El próximo estudio será más exhaustivo, dijo Sekich: “Este va a analizar todo durante dos años, para ver cuántos niños faltaron a la escuela, qué impacto tuvo en la financiación escolar y qué pasó con el valor de las propiedades”.
También se están realizando estudios sobre salud. Virginia Castellanos, enfermera escolar en la Bayside STEAM Academy, cerca del estuario del río Tijuana, dijo que estudios de la Agencia de Protección Ambiental de EE. UU. descubrieron que la contaminación aumenta la inflamación pulmonar y puede empeorar los síntomas del asma en los niños, mientras que un estudio de la Universidad de Stanford demostró que la exposición a la contaminación del aire puede alterar la función inmunológica.
Un estudio epidemiológico del condado de San Diego analizará cómo la contaminación del río Tijuana afecta la salud de los residentes, examinando retrospectivamente la exposición tóxica a través de muestras de cabello, muestras de sangre y otros tejidos.
La Dra. Vi Nguyen, pediatra de San Diego, ha creado una red de cientos de médicos locales para diagnosticar y documentar problemas de salud relacionados con la contaminación, como infecciones de oído, rinitis alérgica, erupciones cutáneas y problemas gastrointestinales como la diarrea.
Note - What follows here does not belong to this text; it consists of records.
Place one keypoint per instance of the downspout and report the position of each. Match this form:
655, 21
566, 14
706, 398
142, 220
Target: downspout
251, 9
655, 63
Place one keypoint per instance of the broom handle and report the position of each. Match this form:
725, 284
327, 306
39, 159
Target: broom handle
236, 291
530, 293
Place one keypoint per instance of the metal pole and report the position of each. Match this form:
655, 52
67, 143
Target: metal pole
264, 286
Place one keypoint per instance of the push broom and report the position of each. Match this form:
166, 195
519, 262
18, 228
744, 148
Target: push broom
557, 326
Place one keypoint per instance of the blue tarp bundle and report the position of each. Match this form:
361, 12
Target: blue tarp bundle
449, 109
También observa un aumento de enfermedades graves, como la enfermedad renal y las infecciones urinarias resistentes a los medicamentos, en adolescentes.
“San Diego no se quedará atrás, no podemos olvidarnos de la Bahía Sur”, dijo Nguyen. “Mis pacientes, especialmente los niños de Imperial Beach, San Ysidro, Nestor y la escuela primaria Berry, merecen algo mejor, y por eso estoy aquí y sigo ejerciendo como pediatra comunitario. Y realmente el estado de California y el resto de los californianos también deberían hacerlo”.